Of course, we know that that example has been extended recently with the official opening last week and the opening to patients this week of the Midland Health Campus in the eastern part of our city, which is being delivered by the St John of God Health Care organisation. Again, that is another example of flexible public–private partnerships that are delivering better outcomes for the use of our health dollars.
Also, as we know, the State government, in partnership with the operators of the Joondalup Health Campus and with the assistance of the Telethon Kids Institute, is expanding the Joondalup Health Campus by adding a brand-new, state-of-the-art paediatric wing to deliver high-quality paediatric services to the people of our growing northern suburbs so that people who live in Duncraig, Joondalup, Alkimos, Wanneroo, Two Rocks or Yanchep do not have to drive all the way into the city to access high-quality paediatric services but can go to their local hospital at Joondalup not just for an emergency, but to visit relatives who may be in hospital for a longer period. Anyone who has used the existing paediatric services—I know that my family has—can tell us that they are already state of the art, but the new investment into expanded facilities will provide more beds and will sort of future-proof the hospital for the growing needs of the people of the northern suburbs. It is a fantastic example of what can be achieved when we think outside the square and stop thinking in silos and think how best to deliver important public health services utilising scarce resources in the most efficient manner. It has had, as I said, a tick of approval from the competition tsar, Professor Ian Harper.
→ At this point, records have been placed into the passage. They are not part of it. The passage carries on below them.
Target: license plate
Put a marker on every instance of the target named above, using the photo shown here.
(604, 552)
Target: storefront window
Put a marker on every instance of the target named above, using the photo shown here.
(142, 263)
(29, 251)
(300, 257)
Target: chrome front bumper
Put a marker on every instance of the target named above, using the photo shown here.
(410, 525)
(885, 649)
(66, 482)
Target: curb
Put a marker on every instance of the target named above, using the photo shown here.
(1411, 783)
We should not rest on our laurels. The Harper review highlighted areas in which we need to do better, such as transport and retail and, of course, the old furphy that is long, long past its use-by date but is an example of something that is a relic of the past that should be condemned to the dustbin of history, the Potato Marketing Corporation. If we look at the success that we have had in an area as critical to the public as health, by being innovative and looking outside the square and applying the same thinking to all the other areas pointed out by the Harper competition policy review, we will be able to unleash the competitive spirit of Australians and unleash market forces in conjunction with the public sector to drive growth and innovation and to set up our nation for another 20 years of successful economic growth and successful employment opportunities for everyone that will maximise our prosperity. Well done to everyone involved in the Joondalup Health Campus and may it continue to be held up as a paragon of how we can do things better."